To solve this problem, researchers developed a new dataset by curating a sample of existing video tracking data. These data are video clips showing the same object moving through the scene, like a tiger crossing a grassy field.
They cut frames from these videos and structured the dataset so that each input consisted of multiple images showing the same object in different contexts, as well as example questions and answers about its location.
“Using multiple images of the same object in different contexts allows the model to focus on the context and consistently localize the object of interest,” Mirza explains.
force focus
However, researchers have found that VLMs are prone to cheating. Instead of answering based on contextual clues, it uses the knowledge gained during pre-training to identify objects.
For example, the model has already learned that images of tigers and the label “tiger” are correlated, so it can identify a tiger crossing a grassland based on this pre-learned knowledge, rather than inferring it from context.
To solve this problem, the researchers used pseudo names instead of actual object category names in the dataset. In this case, they renamed the tiger “Charlie.”
“It took us a while to figure out how to prevent models from cheating. But we changed the game to suit the models. The models don’t know that ‘Charlie’ could be a tiger, so they have to look at the context,” he says.
The researchers also faced the challenge of finding the best way to prepare the data. If the frames are too close together, the background will not vary enough to provide diversity in the data.
Ultimately, fine-tuning VLM using this new dataset improved personalized localization accuracy by about 12% on average. When including datasets with pseudo names, the performance improvement reached 21%.

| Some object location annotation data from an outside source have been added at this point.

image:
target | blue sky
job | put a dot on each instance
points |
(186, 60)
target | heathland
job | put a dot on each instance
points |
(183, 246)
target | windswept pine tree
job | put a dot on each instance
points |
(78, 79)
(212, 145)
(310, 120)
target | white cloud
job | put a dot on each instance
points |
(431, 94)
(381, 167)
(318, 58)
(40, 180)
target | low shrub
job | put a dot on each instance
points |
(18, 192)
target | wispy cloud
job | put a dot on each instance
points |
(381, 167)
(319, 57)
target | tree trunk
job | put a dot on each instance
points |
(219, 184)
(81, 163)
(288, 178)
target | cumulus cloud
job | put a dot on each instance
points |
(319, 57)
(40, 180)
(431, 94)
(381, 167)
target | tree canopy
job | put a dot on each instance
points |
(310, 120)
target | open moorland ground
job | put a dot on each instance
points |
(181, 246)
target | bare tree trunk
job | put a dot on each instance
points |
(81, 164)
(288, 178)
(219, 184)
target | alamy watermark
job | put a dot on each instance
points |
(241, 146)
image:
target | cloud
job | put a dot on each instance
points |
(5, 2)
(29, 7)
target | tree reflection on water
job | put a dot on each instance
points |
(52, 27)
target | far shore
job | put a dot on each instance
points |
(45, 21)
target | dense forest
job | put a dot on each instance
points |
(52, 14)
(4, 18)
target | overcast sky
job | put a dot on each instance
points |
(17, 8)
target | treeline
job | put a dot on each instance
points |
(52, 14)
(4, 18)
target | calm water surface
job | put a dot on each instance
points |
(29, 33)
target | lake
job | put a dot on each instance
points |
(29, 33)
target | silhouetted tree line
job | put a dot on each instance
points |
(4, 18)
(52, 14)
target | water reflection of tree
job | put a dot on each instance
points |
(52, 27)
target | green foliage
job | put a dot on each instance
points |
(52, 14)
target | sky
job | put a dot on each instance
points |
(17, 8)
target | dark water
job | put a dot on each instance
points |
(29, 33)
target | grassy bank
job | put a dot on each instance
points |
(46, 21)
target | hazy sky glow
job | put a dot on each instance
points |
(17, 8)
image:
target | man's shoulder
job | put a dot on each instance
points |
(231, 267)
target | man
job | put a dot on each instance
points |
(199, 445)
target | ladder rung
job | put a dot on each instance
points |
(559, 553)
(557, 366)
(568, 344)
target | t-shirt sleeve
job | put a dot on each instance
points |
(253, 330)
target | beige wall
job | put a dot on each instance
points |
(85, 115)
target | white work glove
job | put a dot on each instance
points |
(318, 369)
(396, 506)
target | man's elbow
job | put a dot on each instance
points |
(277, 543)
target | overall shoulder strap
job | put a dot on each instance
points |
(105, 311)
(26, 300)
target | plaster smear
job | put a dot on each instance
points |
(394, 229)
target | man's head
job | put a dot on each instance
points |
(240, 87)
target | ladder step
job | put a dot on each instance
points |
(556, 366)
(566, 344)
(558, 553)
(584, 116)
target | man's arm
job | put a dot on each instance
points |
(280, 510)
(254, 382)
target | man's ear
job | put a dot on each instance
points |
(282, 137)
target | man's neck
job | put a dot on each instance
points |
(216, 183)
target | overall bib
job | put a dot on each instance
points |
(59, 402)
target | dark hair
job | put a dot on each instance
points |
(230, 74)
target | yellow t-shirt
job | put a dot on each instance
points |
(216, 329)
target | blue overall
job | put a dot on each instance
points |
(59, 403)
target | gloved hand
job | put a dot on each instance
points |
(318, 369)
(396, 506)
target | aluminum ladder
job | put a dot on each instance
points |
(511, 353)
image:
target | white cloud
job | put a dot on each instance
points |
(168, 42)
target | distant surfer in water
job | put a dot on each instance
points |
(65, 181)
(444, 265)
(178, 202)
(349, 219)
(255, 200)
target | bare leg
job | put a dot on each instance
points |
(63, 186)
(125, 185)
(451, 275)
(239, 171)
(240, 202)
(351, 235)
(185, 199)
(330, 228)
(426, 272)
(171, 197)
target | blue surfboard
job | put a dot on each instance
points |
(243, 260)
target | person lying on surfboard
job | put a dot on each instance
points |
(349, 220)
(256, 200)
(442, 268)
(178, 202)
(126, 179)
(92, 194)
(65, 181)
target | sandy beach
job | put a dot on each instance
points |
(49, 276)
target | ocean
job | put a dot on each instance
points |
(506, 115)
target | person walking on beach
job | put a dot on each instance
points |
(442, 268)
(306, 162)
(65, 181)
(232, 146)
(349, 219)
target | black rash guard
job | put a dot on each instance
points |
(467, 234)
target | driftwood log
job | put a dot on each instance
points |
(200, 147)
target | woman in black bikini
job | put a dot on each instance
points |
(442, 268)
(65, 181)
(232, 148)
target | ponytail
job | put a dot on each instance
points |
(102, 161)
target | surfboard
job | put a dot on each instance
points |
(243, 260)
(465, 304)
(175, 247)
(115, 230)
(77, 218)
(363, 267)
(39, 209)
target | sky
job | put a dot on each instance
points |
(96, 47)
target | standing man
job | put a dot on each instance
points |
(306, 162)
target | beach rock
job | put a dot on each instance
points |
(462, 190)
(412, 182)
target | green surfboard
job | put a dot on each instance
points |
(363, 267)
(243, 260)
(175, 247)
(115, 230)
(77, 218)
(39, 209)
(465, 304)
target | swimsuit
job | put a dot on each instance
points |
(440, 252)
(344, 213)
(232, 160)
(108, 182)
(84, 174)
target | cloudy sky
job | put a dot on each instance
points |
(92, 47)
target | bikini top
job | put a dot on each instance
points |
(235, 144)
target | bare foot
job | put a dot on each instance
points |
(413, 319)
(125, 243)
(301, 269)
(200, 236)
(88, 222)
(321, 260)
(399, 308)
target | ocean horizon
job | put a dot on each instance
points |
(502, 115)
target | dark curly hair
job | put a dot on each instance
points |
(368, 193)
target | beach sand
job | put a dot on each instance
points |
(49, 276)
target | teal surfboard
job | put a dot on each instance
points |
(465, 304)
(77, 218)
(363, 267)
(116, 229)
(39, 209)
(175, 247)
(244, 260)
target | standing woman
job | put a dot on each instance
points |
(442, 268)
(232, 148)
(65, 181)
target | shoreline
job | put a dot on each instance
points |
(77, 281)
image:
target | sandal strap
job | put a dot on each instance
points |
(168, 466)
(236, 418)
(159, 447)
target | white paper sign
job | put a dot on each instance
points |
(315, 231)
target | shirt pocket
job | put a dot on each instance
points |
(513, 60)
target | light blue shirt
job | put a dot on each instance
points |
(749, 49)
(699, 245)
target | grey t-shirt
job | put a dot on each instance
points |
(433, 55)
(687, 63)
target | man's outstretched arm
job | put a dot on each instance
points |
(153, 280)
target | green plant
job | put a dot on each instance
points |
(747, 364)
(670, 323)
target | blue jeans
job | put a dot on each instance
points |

Their technique further improves performance as the model size increases.
In the future, the researchers hope to study possible reasons why VLMs do not inherit in-context learning capabilities from the base LLM. Additionally, we plan to explore additional mechanisms to improve the performance of VLM without retraining on new data.
“In this work, we reframe several-shot personalized object localization (adapting on the fly to the same object across a new scene) as an instruction tuning problem and use video tracking sequences to teach VLMs to localize based on visual context rather than class priorities. We also use open and proprietary VLMs to localize based on visual context rather than class priorities. We also introduce the first benchmarks of this setup that show solid gains across the board.Given that fast, instance-specific grounding is critical, often without fine-tuning, for users of real-world workflows (such as robotics, augmented reality assistants, and creative tools), the practical data-centric recipes provided by this study will help strengthen the widespread adoption of visual-language-based models,” said Saurav, a postdoc at the Mira-Québec Institute for Artificial Intelligence, who was not involved in this study. Jha says.
Other co-authors include Wei Lin, a researcher at Johannes Kepler University. Eli Schwartz, Research Scientist, IBM Research. Hilde Kuehne, Professor of Computer Science at the Tübingen AI Center and Affiliated Professor at the MIT-IBM Watson AI Lab. Raja Gillies, Associate Professor at Tel Aviv University. Rogerio Feris, principal scientist and manager of the MIT-IBM Watson AI Lab. Leonid Karlinsky, principal scientist at IBM Research. Assaf Arbelle, Senior Researcher at IBM Research. and Simon Ullmann, Sammy and Ruth Cohn Professor of Computer Science at the Weizmann Institute of Science.
This research was partially funded by the MIT-IBM Watson AI Lab.